### Sample CORE results

This is not the main notebook in this challenge. See `instructions.ipynb`

Show a handful of correct and incorrect results on the various CORE tasks. Currently only showing squad.

In [27]:
import os
import torch
import sys
import yaml
import json
import textwrap
import random
sys.path.append('../my_nanochat')
from my_nanochat.my_common import get_base_dir, autodetect_device_type, compute_init
from my_nanochat.my_checkpoint_manager import load_model
from my_nanochat.my_core_eval import evaluate_example, render_prompts_mc, render_prompts_lm, render_prompts_schema

In [2]:
device_type = autodetect_device_type() 
_, _, _, _, device = compute_init(device_type)
model, tokenizer, meta_data = load_model('base', model_tag='d32', device=device, phase='eval')
autocast_ctx = torch.amp.autocast(device_type=device_type, dtype=torch.bfloat16) if device_type == "cuda" else nullcontext()

Autodetected device type: cuda
loading the model from /home/ubuntu/mynanochat2/base_checkpoints/d32 with step 71680


  _C._set_float32_matmul_precision(precision)
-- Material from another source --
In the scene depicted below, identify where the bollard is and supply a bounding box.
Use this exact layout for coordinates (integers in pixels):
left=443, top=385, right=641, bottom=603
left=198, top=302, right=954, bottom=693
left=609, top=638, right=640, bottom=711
Building model with config: {'sequence_len': 2048, 'vocab_size': 65536, 'n_layer': 32, 'n_head': 16, 'n_kv_head': 16, 'n_embd': 2048}


In [3]:
def print_wrap(s, remove_newlines=False):
    if remove_newlines:
        s = s.replace("\n", " ")
    print(textwrap.fill(s, 90))

In [29]:
base_dir = get_base_dir()
eval_bundle_dir = os.path.join(base_dir, "eval_bundle")
config_path = os.path.join(eval_bundle_dir, "core.yaml")
data_base_path = os.path.join(eval_bundle_dir, "eval_data")
with open(config_path, 'r', encoding='utf-8') as f:
    config = yaml.safe_load(f)
tasks = config['icl_tasks']

In [30]:
tasks_to_inspect = ['squad']
items_per_task = 25

for task in tasks:
    if task['label'] not in tasks_to_inspect:
        continue

    task_meta = {
        'task_type': task['icl_task_type'],
        'dataset_uri': task['dataset_uri'],
        'num_fewshot': task['num_fewshot'][0],
        'continuation_delimiter': task.get('continuation_delimiter', ' ')
    }
    
    task_type = task['icl_task_type']
    continuation_delimiter = task.get('continuation_delimiter', ' ')
    data_path = os.path.join(data_base_path, task['dataset_uri'])
    
    with open(data_path, 'r', encoding='utf-8') as f:
        data = [json.loads(line.strip()) for line in f]

        random.seed(5)
        for i in random.sample(range(0, len(data)), items_per_task):
            with autocast_ctx:
                result, prompts = evaluate_example(i, model, tokenizer, data, device, task_meta, return_prompts=True)
                print(f"{task['label']} item {i} is {'correct' if result else 'wrong'}\n")
                item = data[i]
                if task_type == 'language_modeling':
                    print("Here is the expected continuation and full prompt including the n-shot examples if applicable:\n")
                    print_wrap(f"Expected continuation: {item['continuation']}")
                    print()
                    prompt = prompts[0] # for LM we only care about this one
                    
                    print_wrap(prompt)

                    print("\nHere's what the model outputs with the full prompt, max_tokens=20, temperature=0:")
                    in_tokens = tokenizer.encode(prompt, prepend=tokenizer.get_bos_token_id())
                    out_tokens = list(model.generate(in_tokens, max_tokens=20, temperature=0))
                    print(tokenizer.decode(out_tokens))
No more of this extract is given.